The Population Perspective
All of this data will feed back to TNC and NOAA, who will use Sasakolo as an “index beach” to better understand what is happening to the Western Pacific subpopulation.
“The tricky thing with turtles is that they are a very long-lived species, so you need long-term data for 9 to 10 years to really understand a population’s nesting trend,” says Irene Kelly, NOAA’s sea turtle recovery coordinator for the Pacific Islands. She says that most of the data on the Western Pacific sub-population comes out of Indonesia, with very little data available from Papua New Guinea and the Solomon Islands.
“The Western Pacific leatherback turtle population is a difficult one to study because nesting areas are so remote and logistically challenging to access,” she says. “But the more we look, the more we learn.”
Data on how often females return to nest, the number of nests laid, and hatchling survival rates will all feed into NOAA’s population models and status assessments. Those, in turn, will help the agency better protect leatherbacks by refining management measures to mitigate interactions between turtles and U.S. commercial longline fisheries. They will also inform NOAA’s work with international governments and partners to help conserve the species.

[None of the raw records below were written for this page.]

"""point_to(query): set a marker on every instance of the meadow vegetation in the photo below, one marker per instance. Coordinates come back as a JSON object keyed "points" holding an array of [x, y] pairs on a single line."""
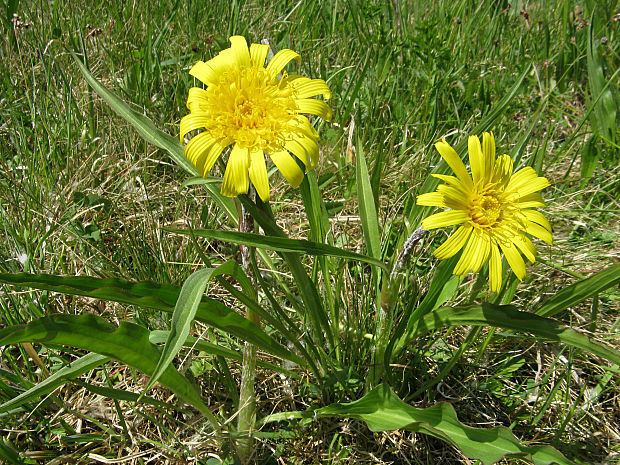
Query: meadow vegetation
{"points": [[82, 194]]}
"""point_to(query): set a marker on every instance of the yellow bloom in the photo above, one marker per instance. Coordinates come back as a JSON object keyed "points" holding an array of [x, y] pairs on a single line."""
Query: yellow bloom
{"points": [[493, 209], [251, 106]]}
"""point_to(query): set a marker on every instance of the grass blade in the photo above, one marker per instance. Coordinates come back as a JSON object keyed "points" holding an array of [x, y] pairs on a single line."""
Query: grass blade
{"points": [[158, 296], [127, 343], [382, 410], [281, 244], [71, 371], [504, 316], [580, 291]]}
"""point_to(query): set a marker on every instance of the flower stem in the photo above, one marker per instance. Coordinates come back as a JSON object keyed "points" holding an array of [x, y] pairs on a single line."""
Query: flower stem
{"points": [[385, 313], [247, 396]]}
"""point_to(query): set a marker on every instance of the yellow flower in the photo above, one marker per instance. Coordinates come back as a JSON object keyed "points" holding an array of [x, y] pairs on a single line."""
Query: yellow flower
{"points": [[494, 210], [251, 106]]}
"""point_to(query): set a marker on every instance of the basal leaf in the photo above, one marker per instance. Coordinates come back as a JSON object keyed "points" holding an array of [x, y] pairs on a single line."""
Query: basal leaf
{"points": [[127, 343], [152, 295], [71, 371], [382, 410], [505, 316]]}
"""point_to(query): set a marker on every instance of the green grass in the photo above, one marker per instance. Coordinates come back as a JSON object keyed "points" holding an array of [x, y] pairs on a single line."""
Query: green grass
{"points": [[82, 194]]}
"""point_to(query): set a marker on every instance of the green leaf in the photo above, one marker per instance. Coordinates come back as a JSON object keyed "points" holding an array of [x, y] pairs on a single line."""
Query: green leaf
{"points": [[128, 343], [71, 371], [280, 244], [368, 212], [603, 119], [159, 296], [504, 316], [141, 123], [155, 136], [382, 410], [578, 292], [185, 311]]}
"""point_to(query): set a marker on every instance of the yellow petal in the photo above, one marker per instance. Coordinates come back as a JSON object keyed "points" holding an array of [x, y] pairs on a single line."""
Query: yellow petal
{"points": [[431, 199], [495, 269], [258, 54], [258, 173], [288, 167], [441, 219], [454, 243], [305, 149], [514, 259], [198, 148], [280, 60], [192, 122], [537, 217], [488, 150], [314, 107], [239, 48], [476, 160], [525, 246], [305, 87], [196, 98], [531, 201], [475, 254], [454, 162], [235, 180]]}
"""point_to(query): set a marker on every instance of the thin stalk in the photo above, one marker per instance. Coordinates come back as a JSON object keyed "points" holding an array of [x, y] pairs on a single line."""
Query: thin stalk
{"points": [[385, 313], [247, 395]]}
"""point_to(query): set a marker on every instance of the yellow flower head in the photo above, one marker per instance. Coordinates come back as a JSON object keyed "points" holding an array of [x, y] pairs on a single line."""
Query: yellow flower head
{"points": [[493, 207], [258, 109]]}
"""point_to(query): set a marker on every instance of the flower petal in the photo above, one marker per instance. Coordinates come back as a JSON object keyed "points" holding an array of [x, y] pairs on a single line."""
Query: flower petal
{"points": [[475, 254], [314, 107], [488, 150], [280, 60], [305, 149], [258, 54], [525, 246], [454, 243], [431, 199], [441, 219], [454, 162], [476, 160], [305, 87], [192, 122], [538, 231], [288, 167], [235, 180], [531, 201], [258, 173]]}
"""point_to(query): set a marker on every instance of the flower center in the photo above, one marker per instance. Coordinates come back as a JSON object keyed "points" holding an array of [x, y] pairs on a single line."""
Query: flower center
{"points": [[487, 207], [247, 108]]}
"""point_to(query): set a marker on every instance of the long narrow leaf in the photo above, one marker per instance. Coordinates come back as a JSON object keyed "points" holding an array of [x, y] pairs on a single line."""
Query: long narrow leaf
{"points": [[184, 313], [503, 316], [368, 211], [382, 410], [580, 291], [280, 244], [71, 371], [159, 296], [128, 343]]}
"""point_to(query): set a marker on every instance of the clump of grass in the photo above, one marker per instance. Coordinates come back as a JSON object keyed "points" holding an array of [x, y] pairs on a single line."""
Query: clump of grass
{"points": [[83, 195]]}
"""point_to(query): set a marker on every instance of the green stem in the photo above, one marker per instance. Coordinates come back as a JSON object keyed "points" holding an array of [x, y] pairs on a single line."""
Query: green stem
{"points": [[247, 396]]}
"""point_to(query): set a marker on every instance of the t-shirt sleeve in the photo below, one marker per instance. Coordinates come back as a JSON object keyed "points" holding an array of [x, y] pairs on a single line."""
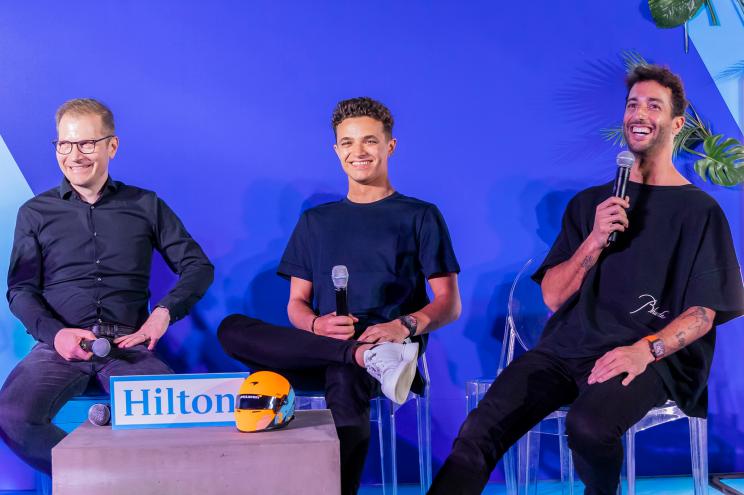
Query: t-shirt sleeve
{"points": [[568, 241], [715, 280], [436, 254], [296, 261]]}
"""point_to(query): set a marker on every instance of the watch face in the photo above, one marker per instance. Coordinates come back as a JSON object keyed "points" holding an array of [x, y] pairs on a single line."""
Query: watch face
{"points": [[410, 323], [657, 348]]}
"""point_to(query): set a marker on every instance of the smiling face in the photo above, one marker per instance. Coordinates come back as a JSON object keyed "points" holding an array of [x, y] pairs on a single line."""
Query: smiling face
{"points": [[363, 149], [85, 171], [648, 124]]}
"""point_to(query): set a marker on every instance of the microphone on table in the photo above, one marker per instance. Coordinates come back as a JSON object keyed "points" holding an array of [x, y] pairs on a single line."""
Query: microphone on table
{"points": [[99, 414], [624, 161], [340, 277], [100, 347]]}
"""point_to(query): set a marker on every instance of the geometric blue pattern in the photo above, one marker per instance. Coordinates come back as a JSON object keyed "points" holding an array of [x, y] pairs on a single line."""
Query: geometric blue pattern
{"points": [[720, 48], [14, 342]]}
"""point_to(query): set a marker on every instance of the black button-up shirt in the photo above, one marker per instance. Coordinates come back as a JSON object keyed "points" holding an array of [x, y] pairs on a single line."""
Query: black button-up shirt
{"points": [[74, 264]]}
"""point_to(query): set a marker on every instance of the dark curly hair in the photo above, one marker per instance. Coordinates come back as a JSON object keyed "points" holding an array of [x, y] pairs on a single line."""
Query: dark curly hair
{"points": [[363, 107], [666, 78]]}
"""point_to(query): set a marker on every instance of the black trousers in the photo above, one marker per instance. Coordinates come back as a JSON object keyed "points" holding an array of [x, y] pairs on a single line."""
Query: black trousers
{"points": [[312, 363], [530, 388], [42, 382]]}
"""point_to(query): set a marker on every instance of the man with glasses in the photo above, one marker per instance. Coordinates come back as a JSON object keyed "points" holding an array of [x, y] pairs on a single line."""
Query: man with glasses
{"points": [[80, 270]]}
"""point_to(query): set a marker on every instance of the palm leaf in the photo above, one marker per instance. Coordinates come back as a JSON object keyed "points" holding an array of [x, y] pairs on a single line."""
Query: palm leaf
{"points": [[723, 161], [632, 59], [673, 13], [694, 132], [614, 134]]}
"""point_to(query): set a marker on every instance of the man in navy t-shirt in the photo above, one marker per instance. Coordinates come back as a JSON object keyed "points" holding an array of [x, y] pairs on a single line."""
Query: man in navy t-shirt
{"points": [[634, 322], [392, 246]]}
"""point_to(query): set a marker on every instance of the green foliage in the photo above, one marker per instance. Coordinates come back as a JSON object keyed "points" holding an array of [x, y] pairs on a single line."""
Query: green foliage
{"points": [[673, 13], [723, 161]]}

Kelly emphasizes that, at the end of the day, NOAA alone can’t save the Western Pacific leatherbacks. “We need and rely on partnerships,” she says. “We don’t want to just collect the data and leave, that’s not sustainable or realistic. We need to engage with communities and local partners to build capacity so they have ownership over the project, which builds longevity.”
“We’re fighting against extinction at this point” Kelly adds. “But there’s still hope and enough turtles, we believe, that the Western Pacific leatherback population can recover. We haven’t hit the tipping point, yet.”